Thursday, February 7, 2008

Suspicions Grow on Undersea Cable Breaks

The series of breaks last week in undersea cables carrying much of India's Internet traffic to Europe and points West has been the subject of much speculation because of a report from the Egyptian government that its camera surveillance showed no ship traffic in the problem area. That would exclude the possibility that the breaks were caused accidentally by a ship dragging its anchor, and point to sabotage as the likely cause.

"There's a growing uneasiness in the global Internet community" wrote tech blogger Mark Wedland at "While no evidence of sabotage has been forthcoming, the four breaks seem to many observers to stretch the bounds of coincidence."

Colonel R.S. Parihar, the secretary of the Internet Service Providers Association of India told the International Herald Tribune that the incidents have been a wake-up call to the global telecommunications industry. The cables were "owned by private operators, and there are no governments or armies protecting these cables," he said.
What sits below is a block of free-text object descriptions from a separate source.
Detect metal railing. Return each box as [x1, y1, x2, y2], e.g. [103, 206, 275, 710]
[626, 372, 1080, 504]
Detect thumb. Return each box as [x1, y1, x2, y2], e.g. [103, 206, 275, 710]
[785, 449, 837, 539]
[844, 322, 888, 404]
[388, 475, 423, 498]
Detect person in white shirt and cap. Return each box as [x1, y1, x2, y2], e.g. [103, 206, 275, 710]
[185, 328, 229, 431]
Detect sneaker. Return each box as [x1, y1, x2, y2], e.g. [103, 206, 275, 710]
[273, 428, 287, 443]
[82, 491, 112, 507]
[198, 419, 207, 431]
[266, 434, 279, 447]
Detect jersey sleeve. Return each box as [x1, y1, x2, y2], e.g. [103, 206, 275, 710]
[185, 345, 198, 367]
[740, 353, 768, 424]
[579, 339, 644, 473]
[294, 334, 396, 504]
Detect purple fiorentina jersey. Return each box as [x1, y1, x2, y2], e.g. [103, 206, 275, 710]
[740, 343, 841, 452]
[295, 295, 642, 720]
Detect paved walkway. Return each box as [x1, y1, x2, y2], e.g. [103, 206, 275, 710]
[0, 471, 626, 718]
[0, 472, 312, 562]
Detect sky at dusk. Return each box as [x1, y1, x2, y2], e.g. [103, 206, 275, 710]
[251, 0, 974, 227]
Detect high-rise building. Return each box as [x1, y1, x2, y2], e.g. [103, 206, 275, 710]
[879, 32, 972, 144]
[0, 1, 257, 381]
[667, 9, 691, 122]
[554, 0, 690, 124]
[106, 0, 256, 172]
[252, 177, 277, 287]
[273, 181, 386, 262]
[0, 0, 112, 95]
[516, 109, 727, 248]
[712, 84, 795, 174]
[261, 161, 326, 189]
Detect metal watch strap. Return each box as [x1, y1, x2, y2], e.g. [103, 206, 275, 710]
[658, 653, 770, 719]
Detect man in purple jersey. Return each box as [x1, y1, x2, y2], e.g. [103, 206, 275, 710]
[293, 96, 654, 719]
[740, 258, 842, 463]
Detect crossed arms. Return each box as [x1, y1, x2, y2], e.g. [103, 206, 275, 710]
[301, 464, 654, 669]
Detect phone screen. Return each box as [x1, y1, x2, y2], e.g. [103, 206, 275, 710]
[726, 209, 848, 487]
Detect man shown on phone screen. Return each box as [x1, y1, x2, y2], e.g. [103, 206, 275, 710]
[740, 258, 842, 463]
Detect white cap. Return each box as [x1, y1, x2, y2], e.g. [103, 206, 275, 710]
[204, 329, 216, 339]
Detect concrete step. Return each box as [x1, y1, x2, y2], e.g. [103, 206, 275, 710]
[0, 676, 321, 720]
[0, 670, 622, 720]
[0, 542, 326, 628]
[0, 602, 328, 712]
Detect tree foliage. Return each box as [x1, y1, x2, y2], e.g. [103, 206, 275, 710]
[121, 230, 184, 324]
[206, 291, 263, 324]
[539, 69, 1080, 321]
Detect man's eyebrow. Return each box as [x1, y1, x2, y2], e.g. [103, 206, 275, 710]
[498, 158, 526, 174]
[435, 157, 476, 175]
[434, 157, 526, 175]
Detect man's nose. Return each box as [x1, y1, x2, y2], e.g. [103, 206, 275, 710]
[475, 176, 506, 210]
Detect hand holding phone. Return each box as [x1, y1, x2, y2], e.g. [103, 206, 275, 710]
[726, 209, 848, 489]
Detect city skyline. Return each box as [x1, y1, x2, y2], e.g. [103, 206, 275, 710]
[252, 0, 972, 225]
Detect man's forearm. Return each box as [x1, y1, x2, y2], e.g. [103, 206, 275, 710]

The breaks have not had a major impact on India's largest outsourcing companies because they use satellite channels or have backup cable routes running overland, but some 85 million internet users in South Asia and the Middle East experienced slow connections. The countries most affected are India, Pakistan, Bahrain, Saudi Arabia, Iran, Kuwait, Qatar, Sudan, Egypt and the United Arab Emirates

Two of the severed lines are owned by Indian companies, and they have people working with the crew of an Egyptian repair ship off Alexandria. Repairs are expected to take about a week.